The U.S. economy added 163,000 jobs in July, according to the Bureau of Labor Statistics, exceeding expectations, and bucking a months-long trend of disappointing growth.
The growth remains too sluggish to rapidly reduce the unemployment rate, which ticked up from 8.2 to 8.3 percent. Experts say that the economy needs to be adding north of 200,000 non-farm payrolls each month in order to recover rapidly — a figure we haven’t seen since the winter.
Despite the uptick there remains significant weakness in the economy. The gains came despite the loss of 9,000 public sector jobs, indicating that the contraction of the public sector remains a drag on growth.
Broadly, the report contains mixed news about the overall state of the economy, and thus portends mixed political news for President Obama. It should soften fears that the economy might actually be contracting, but suggests it’s only growing rapidly enough to keep pace with population growth, leaving large numbers of Americans unemployed.
The higher-than-expected top line figure could also provide an unmotivated Federal Reserve a reason not to take further steps to increase employment.
Conversely, the addition of 25,000 manufacturing jobs will bolster Obama’s claims to have buoyed the sector.
Despite continued slack in the labor market slack, members of Congress left Washington on Thursday for a one month recess, and continue to be at odds over how to address high unemployment.
As has become custom Democrats heralded continued, if slow, private sector job growth, while Republicans draped the high unemployment rate around Obama’s neck.
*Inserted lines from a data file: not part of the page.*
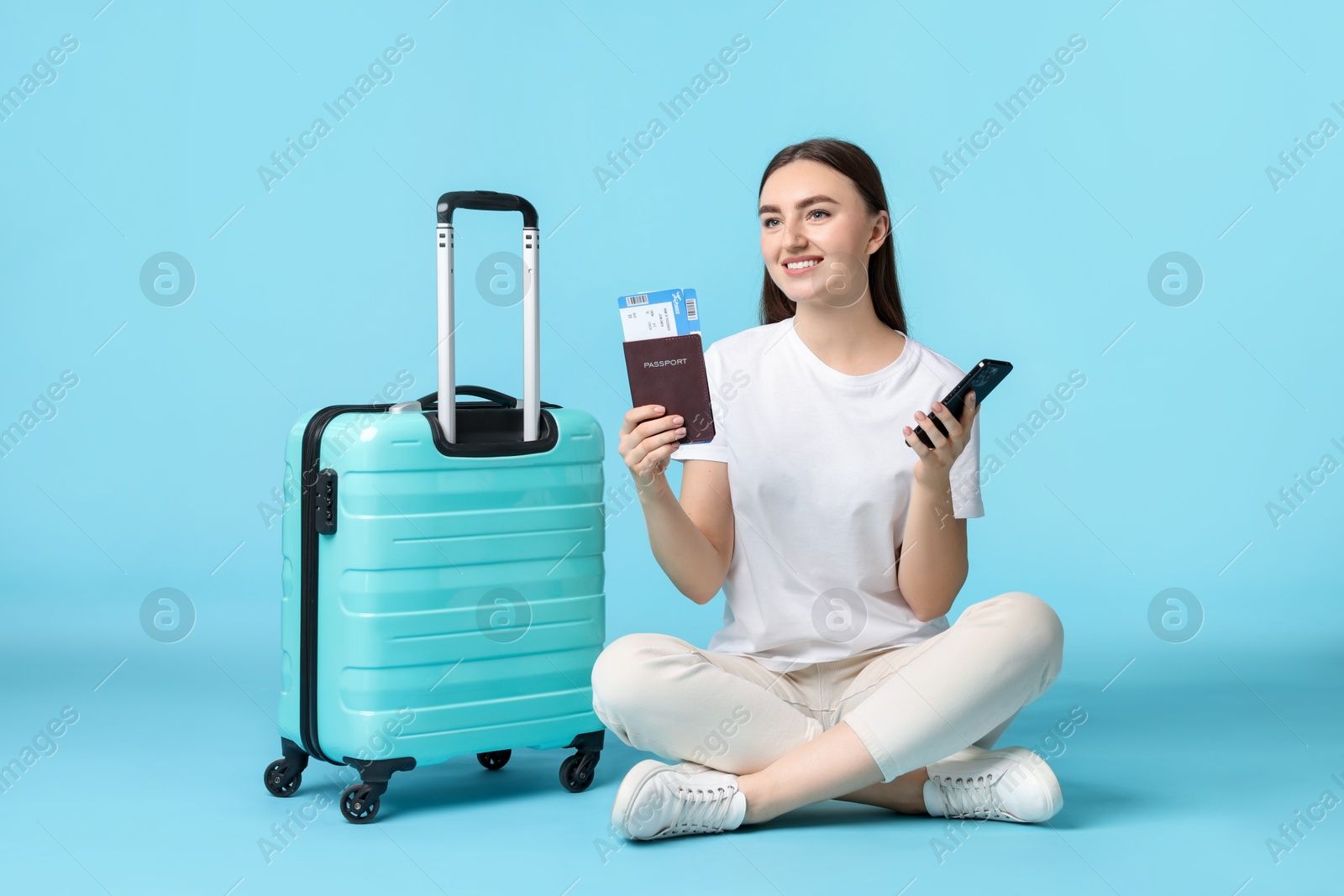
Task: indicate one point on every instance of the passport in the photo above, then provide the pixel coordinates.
(669, 371)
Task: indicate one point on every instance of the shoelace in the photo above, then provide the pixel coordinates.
(964, 799)
(701, 810)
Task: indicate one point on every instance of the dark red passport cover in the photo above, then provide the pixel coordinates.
(669, 371)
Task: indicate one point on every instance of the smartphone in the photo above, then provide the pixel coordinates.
(983, 378)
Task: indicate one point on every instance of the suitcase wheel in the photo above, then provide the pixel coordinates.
(494, 761)
(360, 804)
(282, 778)
(577, 772)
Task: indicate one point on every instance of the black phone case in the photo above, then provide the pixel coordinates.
(983, 378)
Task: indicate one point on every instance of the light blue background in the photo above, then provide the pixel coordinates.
(320, 291)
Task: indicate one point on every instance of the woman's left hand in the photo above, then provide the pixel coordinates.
(934, 464)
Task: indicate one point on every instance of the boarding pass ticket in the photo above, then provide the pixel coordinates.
(669, 312)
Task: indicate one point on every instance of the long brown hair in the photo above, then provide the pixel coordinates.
(855, 164)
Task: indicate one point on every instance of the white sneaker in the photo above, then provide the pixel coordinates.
(1012, 783)
(658, 801)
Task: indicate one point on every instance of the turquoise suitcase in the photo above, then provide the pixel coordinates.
(443, 579)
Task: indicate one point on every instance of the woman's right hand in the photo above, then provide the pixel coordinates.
(648, 441)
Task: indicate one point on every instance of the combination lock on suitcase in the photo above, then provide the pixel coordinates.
(443, 571)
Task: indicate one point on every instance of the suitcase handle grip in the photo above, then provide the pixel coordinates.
(484, 201)
(479, 391)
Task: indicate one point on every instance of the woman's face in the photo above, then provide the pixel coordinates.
(816, 234)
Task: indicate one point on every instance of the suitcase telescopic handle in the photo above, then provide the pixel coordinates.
(484, 201)
(488, 201)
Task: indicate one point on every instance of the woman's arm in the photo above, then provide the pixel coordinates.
(692, 537)
(934, 542)
(932, 558)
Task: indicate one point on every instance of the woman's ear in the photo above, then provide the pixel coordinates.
(880, 231)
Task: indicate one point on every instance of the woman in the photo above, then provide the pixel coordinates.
(837, 674)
“Today’s increase in the unemployment rate is a hammer blow to struggling middle-class families,” said GOP presidential candidate Mitt Romney. “We’ve now gone 42 consecutive months with the unemployment rate above eight percent. Middle class Americans deserve better, and I believe America can do better.”
BLS revised its May and June figures slightly. In May, BLS now finds that the economy added 87,000 jobs — up from 77,000. But in June, it added only 64,000 — down from an already anemic 80,000.
Brian Beutler is TPM's senior congressional reporter. Since 2009, he's led coverage of health care reform, Wall Street reform, taxes, the GOP budget, the government shutdown fight, and the debt limit fight. He can be reached at email@example.com.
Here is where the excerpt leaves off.